You cannot review a thousand files one at a time

The naive way to check is to open each PNG, look, close it, next. At a thousand pictures that is not a review, it is a second job, and you start rubber-stamping by picture two hundred.

So I built the review instead of doing it. A small script walks every generated picture, and instead of dumping them in a folder, it renders labelled montage sheets: a grid of thumbnails, each one captioned with the name it was generated from, forty-eight to a page. Now the check is a different task. You are not opening files, you are scanning a contact sheet with your eyes, and a turkey sitting under the caption "turkey" that is clearly a flag jumps out in half a second. The same pass also flags the boring stuff, titles that are too long, a leading "the", so I fix copy and content in one sitting.

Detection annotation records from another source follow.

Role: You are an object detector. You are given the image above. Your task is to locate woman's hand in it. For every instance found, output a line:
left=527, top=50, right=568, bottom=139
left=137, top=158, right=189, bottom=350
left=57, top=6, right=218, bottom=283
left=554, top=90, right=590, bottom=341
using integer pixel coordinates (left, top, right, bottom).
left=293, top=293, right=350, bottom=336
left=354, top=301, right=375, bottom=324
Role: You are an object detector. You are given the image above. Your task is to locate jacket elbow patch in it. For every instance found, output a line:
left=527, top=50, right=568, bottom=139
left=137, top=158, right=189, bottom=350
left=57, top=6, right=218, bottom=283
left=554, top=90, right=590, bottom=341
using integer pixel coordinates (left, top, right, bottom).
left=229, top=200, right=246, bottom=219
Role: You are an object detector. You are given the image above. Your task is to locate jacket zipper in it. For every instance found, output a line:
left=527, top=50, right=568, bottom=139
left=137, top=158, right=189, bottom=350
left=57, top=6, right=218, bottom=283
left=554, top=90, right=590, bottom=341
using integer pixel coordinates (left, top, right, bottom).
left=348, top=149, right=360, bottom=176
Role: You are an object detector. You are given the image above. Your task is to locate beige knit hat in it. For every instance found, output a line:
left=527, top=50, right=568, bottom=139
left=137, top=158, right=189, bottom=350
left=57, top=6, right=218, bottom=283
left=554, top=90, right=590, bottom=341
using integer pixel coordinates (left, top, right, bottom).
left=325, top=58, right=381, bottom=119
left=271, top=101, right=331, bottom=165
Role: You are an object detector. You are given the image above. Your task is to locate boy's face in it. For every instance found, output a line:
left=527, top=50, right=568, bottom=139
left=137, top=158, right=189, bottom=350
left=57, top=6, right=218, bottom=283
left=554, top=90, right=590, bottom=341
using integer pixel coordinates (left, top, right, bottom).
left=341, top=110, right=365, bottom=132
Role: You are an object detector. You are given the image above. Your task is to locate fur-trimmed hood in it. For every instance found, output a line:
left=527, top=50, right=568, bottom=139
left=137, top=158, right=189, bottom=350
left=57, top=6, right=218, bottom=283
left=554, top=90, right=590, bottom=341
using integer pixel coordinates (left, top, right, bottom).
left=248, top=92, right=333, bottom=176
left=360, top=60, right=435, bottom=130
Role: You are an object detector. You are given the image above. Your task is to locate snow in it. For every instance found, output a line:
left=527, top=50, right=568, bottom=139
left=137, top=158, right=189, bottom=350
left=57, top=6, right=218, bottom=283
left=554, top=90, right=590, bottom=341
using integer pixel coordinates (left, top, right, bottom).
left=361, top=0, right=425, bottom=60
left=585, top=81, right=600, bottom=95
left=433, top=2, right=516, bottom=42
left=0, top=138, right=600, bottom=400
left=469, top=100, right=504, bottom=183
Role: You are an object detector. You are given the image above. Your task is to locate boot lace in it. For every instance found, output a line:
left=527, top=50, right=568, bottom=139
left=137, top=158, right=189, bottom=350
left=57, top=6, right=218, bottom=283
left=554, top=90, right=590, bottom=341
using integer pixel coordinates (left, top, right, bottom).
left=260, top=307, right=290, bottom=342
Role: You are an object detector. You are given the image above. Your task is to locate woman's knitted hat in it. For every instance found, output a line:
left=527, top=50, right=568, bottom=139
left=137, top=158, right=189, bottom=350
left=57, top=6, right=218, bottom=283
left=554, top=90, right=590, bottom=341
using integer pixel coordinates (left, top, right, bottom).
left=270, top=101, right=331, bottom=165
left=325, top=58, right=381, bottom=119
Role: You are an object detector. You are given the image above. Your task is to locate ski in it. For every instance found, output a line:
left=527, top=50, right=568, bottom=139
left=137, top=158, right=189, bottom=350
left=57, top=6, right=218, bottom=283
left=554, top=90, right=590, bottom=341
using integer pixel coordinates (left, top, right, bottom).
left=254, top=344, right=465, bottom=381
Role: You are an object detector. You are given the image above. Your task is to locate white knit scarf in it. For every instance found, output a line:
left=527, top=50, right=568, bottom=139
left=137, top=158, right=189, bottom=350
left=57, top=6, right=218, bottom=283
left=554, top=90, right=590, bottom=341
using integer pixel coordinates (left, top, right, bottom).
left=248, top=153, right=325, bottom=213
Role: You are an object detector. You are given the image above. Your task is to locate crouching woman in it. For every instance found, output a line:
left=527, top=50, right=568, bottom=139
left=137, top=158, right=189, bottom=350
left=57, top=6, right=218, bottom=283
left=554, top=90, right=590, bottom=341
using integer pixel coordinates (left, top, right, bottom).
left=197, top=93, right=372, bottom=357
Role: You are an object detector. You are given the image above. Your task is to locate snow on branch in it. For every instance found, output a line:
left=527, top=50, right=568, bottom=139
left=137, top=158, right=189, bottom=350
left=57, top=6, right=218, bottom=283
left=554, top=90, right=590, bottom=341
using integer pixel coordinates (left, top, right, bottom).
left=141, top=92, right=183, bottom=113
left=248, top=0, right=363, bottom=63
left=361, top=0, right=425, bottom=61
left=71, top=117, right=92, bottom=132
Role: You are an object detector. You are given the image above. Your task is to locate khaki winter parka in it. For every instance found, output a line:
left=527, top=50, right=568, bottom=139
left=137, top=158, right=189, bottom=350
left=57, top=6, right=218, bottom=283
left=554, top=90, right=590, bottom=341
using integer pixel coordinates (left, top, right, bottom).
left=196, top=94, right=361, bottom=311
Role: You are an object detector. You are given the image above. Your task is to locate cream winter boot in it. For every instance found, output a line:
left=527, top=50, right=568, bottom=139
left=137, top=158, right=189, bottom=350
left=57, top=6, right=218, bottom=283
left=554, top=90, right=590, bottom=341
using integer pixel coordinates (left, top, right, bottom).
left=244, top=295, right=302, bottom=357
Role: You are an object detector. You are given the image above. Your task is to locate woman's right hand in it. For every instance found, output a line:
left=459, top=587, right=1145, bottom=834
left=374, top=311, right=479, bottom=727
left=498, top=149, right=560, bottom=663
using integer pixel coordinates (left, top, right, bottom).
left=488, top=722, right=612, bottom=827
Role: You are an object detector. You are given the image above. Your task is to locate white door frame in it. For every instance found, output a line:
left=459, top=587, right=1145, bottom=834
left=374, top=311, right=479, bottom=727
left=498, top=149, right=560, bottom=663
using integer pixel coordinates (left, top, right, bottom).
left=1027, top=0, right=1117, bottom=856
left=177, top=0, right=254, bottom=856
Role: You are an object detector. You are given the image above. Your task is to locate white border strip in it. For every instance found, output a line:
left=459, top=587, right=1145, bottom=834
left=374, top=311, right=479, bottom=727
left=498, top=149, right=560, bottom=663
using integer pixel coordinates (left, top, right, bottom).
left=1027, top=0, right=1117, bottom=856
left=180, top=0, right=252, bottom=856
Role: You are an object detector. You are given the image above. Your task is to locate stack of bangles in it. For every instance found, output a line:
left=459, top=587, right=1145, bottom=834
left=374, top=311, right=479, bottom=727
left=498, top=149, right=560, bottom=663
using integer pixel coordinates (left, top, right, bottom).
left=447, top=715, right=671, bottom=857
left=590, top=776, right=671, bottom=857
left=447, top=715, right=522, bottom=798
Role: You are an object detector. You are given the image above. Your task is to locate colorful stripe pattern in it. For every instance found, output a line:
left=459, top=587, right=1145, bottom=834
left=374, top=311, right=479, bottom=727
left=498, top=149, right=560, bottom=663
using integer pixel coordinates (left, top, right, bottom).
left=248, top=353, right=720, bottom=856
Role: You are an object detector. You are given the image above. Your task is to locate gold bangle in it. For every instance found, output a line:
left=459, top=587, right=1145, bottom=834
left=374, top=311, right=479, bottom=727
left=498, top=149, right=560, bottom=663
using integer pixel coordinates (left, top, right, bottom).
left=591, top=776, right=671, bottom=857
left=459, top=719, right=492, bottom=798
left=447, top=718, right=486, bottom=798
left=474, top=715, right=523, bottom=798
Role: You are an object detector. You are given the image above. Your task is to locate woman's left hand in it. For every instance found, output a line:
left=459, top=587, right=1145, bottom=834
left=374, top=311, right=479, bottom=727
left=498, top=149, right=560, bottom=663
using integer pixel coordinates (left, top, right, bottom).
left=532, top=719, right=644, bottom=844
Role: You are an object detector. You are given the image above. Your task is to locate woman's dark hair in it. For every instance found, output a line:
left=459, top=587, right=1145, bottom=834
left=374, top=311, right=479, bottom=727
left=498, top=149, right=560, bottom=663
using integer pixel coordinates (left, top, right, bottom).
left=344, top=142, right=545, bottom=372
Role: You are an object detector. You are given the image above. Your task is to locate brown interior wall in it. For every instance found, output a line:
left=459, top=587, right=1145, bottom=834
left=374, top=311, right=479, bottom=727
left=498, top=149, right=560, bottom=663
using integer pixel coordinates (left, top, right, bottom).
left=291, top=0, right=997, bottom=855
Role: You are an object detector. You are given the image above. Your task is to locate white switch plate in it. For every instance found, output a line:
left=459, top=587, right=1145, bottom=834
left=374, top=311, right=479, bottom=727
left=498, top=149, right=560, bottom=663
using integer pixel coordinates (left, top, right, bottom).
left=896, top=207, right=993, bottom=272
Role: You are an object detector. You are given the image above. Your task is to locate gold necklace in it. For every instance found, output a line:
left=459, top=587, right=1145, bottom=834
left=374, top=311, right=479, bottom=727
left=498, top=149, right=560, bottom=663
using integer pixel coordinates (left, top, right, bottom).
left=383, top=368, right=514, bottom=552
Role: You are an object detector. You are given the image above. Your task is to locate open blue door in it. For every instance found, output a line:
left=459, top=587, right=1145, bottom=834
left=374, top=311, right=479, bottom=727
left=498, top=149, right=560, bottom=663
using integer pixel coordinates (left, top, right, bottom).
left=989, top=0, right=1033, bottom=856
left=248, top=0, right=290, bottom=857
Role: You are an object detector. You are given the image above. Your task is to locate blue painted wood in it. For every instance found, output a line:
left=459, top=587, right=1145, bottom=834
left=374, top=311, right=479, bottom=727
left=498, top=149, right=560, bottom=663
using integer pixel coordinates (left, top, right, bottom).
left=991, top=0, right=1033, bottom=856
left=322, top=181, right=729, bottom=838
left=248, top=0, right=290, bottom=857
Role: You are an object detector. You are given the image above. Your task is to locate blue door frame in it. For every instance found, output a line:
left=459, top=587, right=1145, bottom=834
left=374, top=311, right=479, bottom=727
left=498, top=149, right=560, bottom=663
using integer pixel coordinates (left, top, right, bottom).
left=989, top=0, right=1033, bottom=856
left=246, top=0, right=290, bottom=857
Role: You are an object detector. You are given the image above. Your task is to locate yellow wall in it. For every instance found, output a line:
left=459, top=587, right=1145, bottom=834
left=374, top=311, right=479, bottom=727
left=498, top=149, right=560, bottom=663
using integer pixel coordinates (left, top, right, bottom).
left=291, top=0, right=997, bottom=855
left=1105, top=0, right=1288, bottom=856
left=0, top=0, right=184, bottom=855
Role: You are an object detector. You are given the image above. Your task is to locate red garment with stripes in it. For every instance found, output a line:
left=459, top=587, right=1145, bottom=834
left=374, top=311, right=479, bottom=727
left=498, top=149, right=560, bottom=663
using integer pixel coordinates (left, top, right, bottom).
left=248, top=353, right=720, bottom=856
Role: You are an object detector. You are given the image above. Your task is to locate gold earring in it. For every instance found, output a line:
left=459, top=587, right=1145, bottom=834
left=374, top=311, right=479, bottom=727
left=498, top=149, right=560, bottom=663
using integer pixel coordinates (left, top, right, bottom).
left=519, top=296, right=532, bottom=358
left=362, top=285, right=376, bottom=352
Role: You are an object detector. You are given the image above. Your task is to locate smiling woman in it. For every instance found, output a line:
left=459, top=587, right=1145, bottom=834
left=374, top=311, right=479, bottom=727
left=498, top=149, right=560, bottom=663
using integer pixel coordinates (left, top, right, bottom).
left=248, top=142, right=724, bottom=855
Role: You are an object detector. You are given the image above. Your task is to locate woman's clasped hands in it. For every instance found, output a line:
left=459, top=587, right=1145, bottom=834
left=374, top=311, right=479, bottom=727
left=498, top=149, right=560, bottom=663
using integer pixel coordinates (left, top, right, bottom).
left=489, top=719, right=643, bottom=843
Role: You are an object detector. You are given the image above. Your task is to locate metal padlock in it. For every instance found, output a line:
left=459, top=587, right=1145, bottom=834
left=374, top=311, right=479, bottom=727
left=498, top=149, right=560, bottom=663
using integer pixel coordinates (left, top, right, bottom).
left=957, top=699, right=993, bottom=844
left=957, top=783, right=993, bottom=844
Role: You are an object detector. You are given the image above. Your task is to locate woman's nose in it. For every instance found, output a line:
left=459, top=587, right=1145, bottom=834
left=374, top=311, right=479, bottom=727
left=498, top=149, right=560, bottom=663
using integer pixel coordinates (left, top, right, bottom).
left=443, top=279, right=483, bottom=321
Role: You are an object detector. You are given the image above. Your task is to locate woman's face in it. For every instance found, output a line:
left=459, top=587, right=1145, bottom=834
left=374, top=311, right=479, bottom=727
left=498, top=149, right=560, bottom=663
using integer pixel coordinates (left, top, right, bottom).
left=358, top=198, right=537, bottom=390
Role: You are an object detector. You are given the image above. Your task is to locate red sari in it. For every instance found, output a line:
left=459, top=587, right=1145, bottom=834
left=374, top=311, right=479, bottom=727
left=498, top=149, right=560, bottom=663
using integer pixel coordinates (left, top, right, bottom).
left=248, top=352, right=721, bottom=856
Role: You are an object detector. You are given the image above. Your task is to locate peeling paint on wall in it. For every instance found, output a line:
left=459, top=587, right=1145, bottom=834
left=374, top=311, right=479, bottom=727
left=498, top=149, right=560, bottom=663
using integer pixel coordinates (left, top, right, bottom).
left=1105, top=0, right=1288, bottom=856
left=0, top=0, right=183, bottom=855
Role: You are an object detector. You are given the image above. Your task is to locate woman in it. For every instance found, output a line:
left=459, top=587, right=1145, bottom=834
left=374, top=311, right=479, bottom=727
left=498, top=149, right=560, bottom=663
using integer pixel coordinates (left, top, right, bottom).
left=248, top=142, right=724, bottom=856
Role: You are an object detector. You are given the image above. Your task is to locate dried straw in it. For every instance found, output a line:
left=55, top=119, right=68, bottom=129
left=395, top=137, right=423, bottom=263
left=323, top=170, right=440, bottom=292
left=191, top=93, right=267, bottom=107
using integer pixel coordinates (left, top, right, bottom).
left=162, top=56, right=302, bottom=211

Catching the nine bad ones went from impossible to an afternoon, because the tool turned a thousand individual decisions into one long visual scan.

Generation scales. Judgment does not

This is the thing I keep relearning with generative tools. The model will happily give you a thousand of anything. What it will not give you is the certainty that any particular one is right, and that certainty is the only thing that matters when the output goes in front of users.

So the cost moves. It is no longer in making the asset, that is now cheap and fast. It is in reviewing the asset, and review does not get cheaper just because generation did. If you are going to generate at volume, build the thing that lets you judge at volume too. Otherwise you have not saved the work, you have just moved it somewhere you were not looking.